Iris DataSet
Iris DataSet
The data set contains 3 classes of 50 instances each, where each class refers to a type of iris plant. One class is linearly separable from the other 2; the latter are NOT linearly separable from each other.
Predicted attribute: class of iris plant.
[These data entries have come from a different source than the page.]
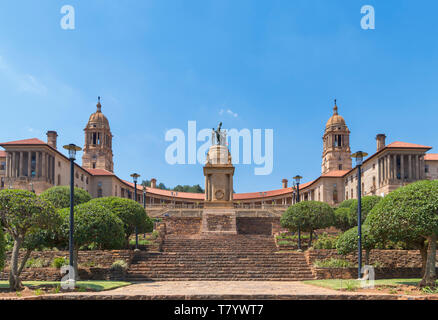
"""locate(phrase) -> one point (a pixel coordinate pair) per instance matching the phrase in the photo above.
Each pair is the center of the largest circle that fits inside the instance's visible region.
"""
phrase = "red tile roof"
(100, 172)
(400, 144)
(335, 173)
(431, 156)
(32, 141)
http://archive.ics.uci.edu/ml/datasets/Iris
data ( iris )
head ( iris )
## Sepal.Length Sepal.Width Petal.Length Petal.Width Species
## 1 5.1 3.5 1.4 0.2 setosa
## 2 4.9 3.0 1.4 0.2 setosa
## 3 4.7 3.2 1.3 0.2 setosa
## 4 4.6 3.1 1.5 0.2 setosa
## 5 5.0 3.6 1.4 0.2 setosa
## 6 5.4 3.9 1.7 0.4 setosa
summary ( iris )
## Sepal.Length Sepal.Width Petal.Length Petal.Width
## Min. :4.300 Min. :2.000 Min. :1.000 Min. :0.100
## 1st Qu.:5.100 1st Qu.:2.800 1st Qu.:1.600 1st Qu.:0.300
## Median :5.800 Median :3.000 Median :4.350 Median :1.300
## Mean :5.843 Mean :3.057 Mean :3.758 Mean :1.199
## 3rd Qu.:6.400 3rd Qu.:3.300 3rd Qu.:5.100 3rd Qu.:1.800
## Max. :7.900 Max. :4.400 Max. :6.900 Max. :2.500
## Species
## setosa :50
## versicolor:50
## virginica :50
##
##
##
str ( iris )
## 'data.frame': 150 obs. of 5 variables:
## $ Sepal.Length: num 5.1 4.9 4.7 4.6 5 5.4 4.6 5 4.4 4.9 ...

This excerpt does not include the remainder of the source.